Where are we today?
Researchers across the University of Georgia are continuing to work on discussing the history of slavery in Athens and other aspects of African American experience. Here we highlight those projects and encourage everyone to follow the links to learn more.
An article published in the Red and Black on February 22, 1978 mentions the removal of some unmarked graves of enslaved people from Old Athens Cemetery to the Athens waterworks. This occurred during the original construction of Baldwin Hall in the 1930s. Community members and UGA researchers are endeavoring to learn more about the location of this final resting place.
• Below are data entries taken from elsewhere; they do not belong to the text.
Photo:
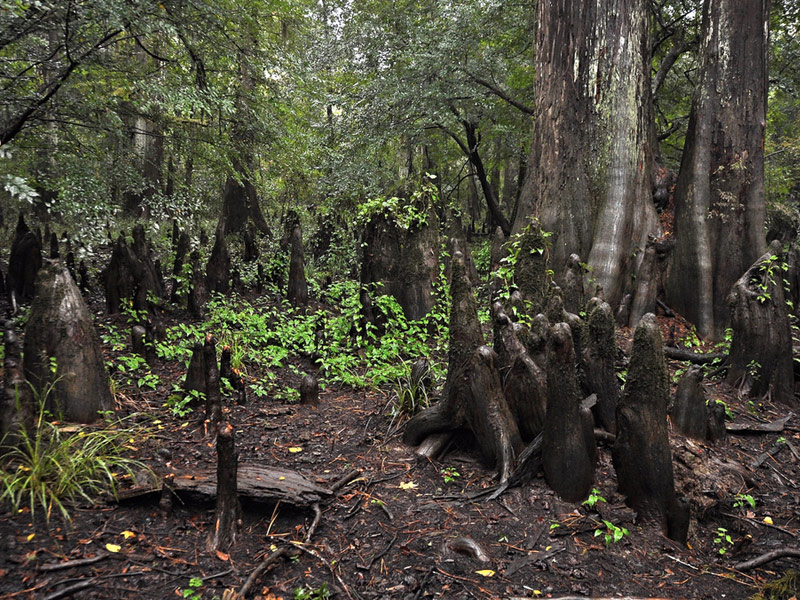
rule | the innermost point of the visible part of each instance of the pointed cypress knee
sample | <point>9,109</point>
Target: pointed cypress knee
<point>228,518</point>
<point>641,454</point>
<point>599,359</point>
<point>569,448</point>
<point>213,395</point>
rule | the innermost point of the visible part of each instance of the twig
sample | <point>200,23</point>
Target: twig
<point>344,480</point>
<point>314,523</point>
<point>68,591</point>
<point>251,580</point>
<point>424,581</point>
<point>684,563</point>
<point>765,558</point>
<point>757,522</point>
<point>80,562</point>
<point>772,451</point>
<point>379,556</point>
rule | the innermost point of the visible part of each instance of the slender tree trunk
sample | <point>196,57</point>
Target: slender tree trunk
<point>719,198</point>
<point>588,174</point>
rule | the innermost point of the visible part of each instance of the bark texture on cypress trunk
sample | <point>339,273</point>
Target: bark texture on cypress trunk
<point>60,329</point>
<point>761,349</point>
<point>588,174</point>
<point>719,198</point>
<point>642,456</point>
<point>569,449</point>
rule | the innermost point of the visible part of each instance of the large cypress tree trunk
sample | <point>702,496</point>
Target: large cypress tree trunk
<point>588,174</point>
<point>719,197</point>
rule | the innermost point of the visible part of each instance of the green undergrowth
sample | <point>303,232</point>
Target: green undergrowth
<point>264,338</point>
<point>55,466</point>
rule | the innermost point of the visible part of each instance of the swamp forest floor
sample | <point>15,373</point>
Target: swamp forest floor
<point>404,527</point>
The reason we know some aspects of the genetic histories of the people buried beneath the Baldwin Hall lot is through genetic analysis of "ancient DNA" (aDNA). Preliminary aDNA research has focused on mitochondrial DNA, a type of DNA in our bodies that is much more numerous than nuclear DNA, and therefore serves as a starting off point for ancient genomics.
Mitochondrial DNA is present in the mitochondria of cells (the so-called "powerhouses" of cells). There are hundreds or thousands of mitochondria in every one of our cells.
In contrast, nuclear DNA is present only in each cell's nucleus, of which there is one per cell.
Mitochondrial DNA, unlike nuclear DNA, is only inherited from our mothers, meaning it only reflects our maternal lineages. Nuclear DNA is a combination of both our paternal and maternal lineages.
The mitochondrial aDNA evidence indicates nearly all, or perhaps all, the individuals disinterred from Old Athens Cemetery near Baldwin Hall are of African Ancestry. In a few cases, the mitochondrial DNA were ambiguous or indicated other ancestry (e.g., Asian). However, these are only glimpses at people's mothers: for a glimpse at their fathers, we must analyze nuclear DNA.
In a March 2018 update, the Office of the Vice President for Research announced the nuclear DNA research was underway, and would probably be completed in Fall 2018. Not only will this information provide more information about the paternal ancestry of these individuals, it also could serve the basis for exploring relationships between people alive today in Athens and individuals buried in the cemetery.
Additionally, a report by the Southeastern Archaeological Services, Inc. is forthcoming that comprehensively documents all of the archaeological and historical findings of the excavation.
There is an ongoing discussion about what will happen to the other people buried at Baldwin Hall.